Local authorities last night agreed to refer plans for a controversial reorganisation of vascular services across Cheshire and Merseyside to health secretary Andrew Lansley.

Councillor Tony Higgins, chair of the joint health overview and scrutiny committee for Warrington, Halton and St Helens councils, told HSJ the referral would be on the grounds that the changes would have a “detrimental effect” on their local populations.

The proposed changes would relocate all arterial surgery in Cheshire and Merseyside, to two sites, designated as “arterial centres”. In the South Mersey area this would mean moving the services out of Warrington Hospital in the east and Wirral’s Arrowe Park Hospital in the west. They would transfer to the Countess of Chester Hospital Foundation Trust.

Councils local to each of the hospitals that would lose services had argued that their own providers should be the arterial centre for the south of the region.

Councillor Higgins said of the referral, which was forecast earlier this month in HSJ Local Briefing: “This is our final shot at this. Over 70 per cent of people [who took part in the public consultation] disagree with the changes.

“We’ve got to listen to that. We still believe these changes are wrong.”

However, Warrington Clinical Commissioning Group opposed the councillors’ decision. Sarah Baker, chief clinical officer of the CCG, said it was important to “implement the specialist arterial centre as soon as possible, so that Warrington patients can start to benefit from improved outcomes”.

They were concerned that a referral to the health secretary would “simply delay” the “improvements this new service will bring”.

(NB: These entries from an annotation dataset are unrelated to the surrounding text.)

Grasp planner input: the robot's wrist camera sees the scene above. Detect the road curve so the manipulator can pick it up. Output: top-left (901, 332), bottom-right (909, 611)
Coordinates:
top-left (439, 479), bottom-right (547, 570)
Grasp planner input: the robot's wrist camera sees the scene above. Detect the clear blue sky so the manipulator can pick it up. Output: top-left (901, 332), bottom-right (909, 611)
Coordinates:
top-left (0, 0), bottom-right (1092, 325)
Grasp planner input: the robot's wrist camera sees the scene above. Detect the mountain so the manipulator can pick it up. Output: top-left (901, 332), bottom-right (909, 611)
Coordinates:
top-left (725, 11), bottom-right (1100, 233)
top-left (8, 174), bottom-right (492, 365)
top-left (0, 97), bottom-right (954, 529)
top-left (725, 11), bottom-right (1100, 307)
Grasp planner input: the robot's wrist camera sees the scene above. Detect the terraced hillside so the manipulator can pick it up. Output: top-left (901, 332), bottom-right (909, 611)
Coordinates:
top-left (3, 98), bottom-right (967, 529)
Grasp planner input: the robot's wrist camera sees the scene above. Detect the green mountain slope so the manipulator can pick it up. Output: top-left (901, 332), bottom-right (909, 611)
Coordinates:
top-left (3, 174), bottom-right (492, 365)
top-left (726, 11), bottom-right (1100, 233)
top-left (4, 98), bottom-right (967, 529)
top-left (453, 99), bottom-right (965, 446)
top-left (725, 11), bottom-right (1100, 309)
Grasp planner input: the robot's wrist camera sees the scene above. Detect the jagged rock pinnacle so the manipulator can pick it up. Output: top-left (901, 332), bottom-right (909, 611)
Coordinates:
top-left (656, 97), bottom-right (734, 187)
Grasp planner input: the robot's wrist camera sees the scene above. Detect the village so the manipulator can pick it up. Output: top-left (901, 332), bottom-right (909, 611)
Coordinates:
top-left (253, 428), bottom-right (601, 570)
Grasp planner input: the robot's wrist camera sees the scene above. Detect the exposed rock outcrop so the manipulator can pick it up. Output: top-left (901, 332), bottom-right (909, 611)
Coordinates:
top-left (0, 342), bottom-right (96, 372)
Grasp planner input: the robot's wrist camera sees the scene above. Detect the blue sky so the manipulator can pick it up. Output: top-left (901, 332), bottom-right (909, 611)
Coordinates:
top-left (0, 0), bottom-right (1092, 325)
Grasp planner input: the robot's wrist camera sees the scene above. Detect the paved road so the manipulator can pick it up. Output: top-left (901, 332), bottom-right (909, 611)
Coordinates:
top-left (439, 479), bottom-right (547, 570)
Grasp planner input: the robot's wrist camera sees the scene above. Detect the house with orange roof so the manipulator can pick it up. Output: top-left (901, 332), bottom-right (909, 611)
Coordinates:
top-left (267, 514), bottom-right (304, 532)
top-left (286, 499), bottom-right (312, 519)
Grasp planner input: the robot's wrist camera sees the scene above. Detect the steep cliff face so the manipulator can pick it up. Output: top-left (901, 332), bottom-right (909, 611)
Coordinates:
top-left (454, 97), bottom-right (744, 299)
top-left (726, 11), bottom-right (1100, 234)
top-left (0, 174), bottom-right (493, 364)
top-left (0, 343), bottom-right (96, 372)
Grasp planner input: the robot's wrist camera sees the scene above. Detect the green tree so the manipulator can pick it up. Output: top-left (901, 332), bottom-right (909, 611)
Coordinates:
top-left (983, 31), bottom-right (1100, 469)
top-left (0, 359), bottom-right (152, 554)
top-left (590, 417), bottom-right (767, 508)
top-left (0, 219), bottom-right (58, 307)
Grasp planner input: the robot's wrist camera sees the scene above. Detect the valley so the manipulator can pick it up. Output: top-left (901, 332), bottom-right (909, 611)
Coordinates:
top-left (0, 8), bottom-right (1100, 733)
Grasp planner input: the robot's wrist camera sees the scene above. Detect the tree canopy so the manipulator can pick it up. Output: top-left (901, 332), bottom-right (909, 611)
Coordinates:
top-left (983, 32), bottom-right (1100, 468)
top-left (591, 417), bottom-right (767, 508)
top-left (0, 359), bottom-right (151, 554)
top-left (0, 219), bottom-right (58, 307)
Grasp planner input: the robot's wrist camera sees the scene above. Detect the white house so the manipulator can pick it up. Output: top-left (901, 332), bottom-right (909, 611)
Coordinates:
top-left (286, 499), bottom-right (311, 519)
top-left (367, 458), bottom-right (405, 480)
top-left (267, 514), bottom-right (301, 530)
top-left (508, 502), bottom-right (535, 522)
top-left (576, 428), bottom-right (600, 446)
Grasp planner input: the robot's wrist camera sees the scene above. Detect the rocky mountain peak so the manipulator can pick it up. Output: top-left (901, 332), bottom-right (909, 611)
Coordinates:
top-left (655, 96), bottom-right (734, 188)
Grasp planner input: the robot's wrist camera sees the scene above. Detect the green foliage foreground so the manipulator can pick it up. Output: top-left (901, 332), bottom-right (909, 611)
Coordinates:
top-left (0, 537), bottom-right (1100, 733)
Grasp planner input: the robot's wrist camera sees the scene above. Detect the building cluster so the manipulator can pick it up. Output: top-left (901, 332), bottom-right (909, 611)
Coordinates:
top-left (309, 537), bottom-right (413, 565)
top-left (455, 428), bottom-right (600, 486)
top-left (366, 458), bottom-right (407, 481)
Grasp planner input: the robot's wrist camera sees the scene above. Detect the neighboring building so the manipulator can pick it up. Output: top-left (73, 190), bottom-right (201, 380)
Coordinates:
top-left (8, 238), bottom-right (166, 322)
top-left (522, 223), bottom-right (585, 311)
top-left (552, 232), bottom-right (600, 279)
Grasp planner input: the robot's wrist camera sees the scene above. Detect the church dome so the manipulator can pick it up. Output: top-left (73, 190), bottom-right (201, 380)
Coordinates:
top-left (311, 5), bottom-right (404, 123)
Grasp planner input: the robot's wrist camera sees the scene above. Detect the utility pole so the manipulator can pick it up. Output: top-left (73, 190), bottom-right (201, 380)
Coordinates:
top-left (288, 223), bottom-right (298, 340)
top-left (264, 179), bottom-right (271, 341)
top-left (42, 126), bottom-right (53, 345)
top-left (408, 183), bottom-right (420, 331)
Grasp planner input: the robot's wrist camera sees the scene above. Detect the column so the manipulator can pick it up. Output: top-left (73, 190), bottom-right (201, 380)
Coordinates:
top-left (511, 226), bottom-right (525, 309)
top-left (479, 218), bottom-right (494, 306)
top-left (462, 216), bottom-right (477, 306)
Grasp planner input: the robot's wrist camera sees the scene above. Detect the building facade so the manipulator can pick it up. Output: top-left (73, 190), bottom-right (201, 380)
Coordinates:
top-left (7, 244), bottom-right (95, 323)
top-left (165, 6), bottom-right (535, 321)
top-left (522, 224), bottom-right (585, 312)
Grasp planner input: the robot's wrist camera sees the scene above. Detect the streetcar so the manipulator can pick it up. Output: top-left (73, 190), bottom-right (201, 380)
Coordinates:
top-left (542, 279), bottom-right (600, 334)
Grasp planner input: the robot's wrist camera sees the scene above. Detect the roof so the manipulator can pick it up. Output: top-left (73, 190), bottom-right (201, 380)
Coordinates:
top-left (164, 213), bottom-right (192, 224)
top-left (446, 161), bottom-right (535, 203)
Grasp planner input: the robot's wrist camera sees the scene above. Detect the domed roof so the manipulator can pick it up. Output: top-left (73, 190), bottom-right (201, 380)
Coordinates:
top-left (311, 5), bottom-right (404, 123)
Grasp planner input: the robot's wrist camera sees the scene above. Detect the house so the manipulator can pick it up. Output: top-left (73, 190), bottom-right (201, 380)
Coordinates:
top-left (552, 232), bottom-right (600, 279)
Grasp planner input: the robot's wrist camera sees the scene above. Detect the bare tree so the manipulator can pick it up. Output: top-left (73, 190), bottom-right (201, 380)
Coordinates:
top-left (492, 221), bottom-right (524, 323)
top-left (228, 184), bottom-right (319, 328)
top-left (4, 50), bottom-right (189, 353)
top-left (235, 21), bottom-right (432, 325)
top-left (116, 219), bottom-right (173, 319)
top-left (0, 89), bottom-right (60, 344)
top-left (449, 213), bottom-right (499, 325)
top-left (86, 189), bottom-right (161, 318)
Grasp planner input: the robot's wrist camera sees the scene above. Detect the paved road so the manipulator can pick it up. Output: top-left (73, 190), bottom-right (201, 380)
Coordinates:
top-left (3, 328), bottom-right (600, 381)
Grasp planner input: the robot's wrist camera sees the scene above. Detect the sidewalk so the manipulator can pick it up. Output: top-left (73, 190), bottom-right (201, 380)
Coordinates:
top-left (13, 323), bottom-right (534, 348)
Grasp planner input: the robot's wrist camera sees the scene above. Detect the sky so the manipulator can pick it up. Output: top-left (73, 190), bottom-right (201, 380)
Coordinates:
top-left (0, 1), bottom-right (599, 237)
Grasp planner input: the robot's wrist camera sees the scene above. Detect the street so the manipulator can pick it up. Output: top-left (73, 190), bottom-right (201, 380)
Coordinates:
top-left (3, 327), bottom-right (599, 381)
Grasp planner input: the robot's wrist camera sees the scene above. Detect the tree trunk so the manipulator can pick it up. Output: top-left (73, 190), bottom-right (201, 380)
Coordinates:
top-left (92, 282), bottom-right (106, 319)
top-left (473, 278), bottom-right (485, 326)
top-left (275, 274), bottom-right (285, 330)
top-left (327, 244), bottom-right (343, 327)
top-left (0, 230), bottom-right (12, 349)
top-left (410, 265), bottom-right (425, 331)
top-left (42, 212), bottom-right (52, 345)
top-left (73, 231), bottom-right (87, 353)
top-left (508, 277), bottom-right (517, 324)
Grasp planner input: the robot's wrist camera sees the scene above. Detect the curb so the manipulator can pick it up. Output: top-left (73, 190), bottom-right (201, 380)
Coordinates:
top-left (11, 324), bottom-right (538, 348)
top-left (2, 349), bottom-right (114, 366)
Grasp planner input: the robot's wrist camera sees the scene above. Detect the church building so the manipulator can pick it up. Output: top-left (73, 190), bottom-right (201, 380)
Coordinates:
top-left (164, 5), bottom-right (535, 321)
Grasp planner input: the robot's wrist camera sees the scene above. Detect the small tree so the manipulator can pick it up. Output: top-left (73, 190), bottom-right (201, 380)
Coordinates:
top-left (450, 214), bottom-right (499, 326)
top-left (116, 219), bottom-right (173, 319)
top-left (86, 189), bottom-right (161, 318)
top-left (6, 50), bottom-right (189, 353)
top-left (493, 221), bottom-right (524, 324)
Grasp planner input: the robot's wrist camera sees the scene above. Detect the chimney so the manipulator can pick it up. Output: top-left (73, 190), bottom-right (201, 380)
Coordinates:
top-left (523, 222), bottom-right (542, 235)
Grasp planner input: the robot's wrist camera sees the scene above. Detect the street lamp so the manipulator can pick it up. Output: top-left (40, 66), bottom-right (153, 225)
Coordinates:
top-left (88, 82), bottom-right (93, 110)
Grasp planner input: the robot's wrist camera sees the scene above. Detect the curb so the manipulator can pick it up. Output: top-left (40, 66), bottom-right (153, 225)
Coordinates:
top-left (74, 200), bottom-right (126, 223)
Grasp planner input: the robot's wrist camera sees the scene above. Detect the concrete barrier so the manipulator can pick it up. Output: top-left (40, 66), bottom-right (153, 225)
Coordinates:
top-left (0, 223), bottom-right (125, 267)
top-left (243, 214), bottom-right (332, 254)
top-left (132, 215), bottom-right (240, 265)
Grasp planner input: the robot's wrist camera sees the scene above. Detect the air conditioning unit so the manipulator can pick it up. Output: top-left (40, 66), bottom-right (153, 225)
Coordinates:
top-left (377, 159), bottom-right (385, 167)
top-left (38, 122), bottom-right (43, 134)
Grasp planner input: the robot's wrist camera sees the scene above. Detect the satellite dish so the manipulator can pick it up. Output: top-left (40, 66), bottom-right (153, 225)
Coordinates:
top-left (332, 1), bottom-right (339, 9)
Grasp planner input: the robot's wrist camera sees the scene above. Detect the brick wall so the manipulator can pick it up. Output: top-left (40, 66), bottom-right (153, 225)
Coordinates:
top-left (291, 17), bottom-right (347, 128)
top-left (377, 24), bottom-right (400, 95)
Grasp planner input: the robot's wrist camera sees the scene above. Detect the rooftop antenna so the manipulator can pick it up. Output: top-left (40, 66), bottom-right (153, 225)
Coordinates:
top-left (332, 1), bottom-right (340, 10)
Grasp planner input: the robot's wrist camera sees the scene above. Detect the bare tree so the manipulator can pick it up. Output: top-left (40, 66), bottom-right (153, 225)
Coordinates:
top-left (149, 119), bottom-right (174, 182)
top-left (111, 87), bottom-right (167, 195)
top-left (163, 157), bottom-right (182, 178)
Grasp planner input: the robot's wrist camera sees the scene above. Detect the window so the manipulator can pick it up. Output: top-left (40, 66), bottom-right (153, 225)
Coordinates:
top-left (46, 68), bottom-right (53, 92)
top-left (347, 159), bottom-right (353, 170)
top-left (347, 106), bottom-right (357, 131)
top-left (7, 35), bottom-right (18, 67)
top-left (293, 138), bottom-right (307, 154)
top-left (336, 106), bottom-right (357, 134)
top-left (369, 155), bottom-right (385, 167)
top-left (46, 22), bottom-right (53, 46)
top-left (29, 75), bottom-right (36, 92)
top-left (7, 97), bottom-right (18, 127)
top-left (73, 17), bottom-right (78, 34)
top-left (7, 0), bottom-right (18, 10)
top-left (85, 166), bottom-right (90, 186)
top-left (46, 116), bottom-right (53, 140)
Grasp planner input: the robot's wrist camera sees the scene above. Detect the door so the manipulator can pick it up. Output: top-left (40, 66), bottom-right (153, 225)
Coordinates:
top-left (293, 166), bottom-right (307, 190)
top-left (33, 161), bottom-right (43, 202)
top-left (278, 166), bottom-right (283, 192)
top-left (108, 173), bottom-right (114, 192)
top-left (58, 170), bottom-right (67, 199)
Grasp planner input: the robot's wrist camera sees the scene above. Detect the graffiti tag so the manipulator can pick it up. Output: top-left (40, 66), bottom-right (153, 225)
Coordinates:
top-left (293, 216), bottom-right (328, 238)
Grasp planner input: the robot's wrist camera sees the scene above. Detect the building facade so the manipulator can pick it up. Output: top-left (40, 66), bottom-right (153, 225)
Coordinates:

NHS Cheshire, Warrington and Wirral communications director Martin McEwan said the primary care trust cluster was “disappointed but not surprised” at the committee’s decision. “We’re fortunate that we’ve got three good hospitals that the three local populations are very proud of, but we’ve got to make a decision for the whole of Cheshire and Merseyside,” he said.

The commissioners aim to have the arterial centre for South Mersey ready for April 2013. The reconfiguration plans are a response to Vascular Society guidance that concentrating the services in high-volume specialist centres will better prevent unnecessary deaths, strokes and amputations.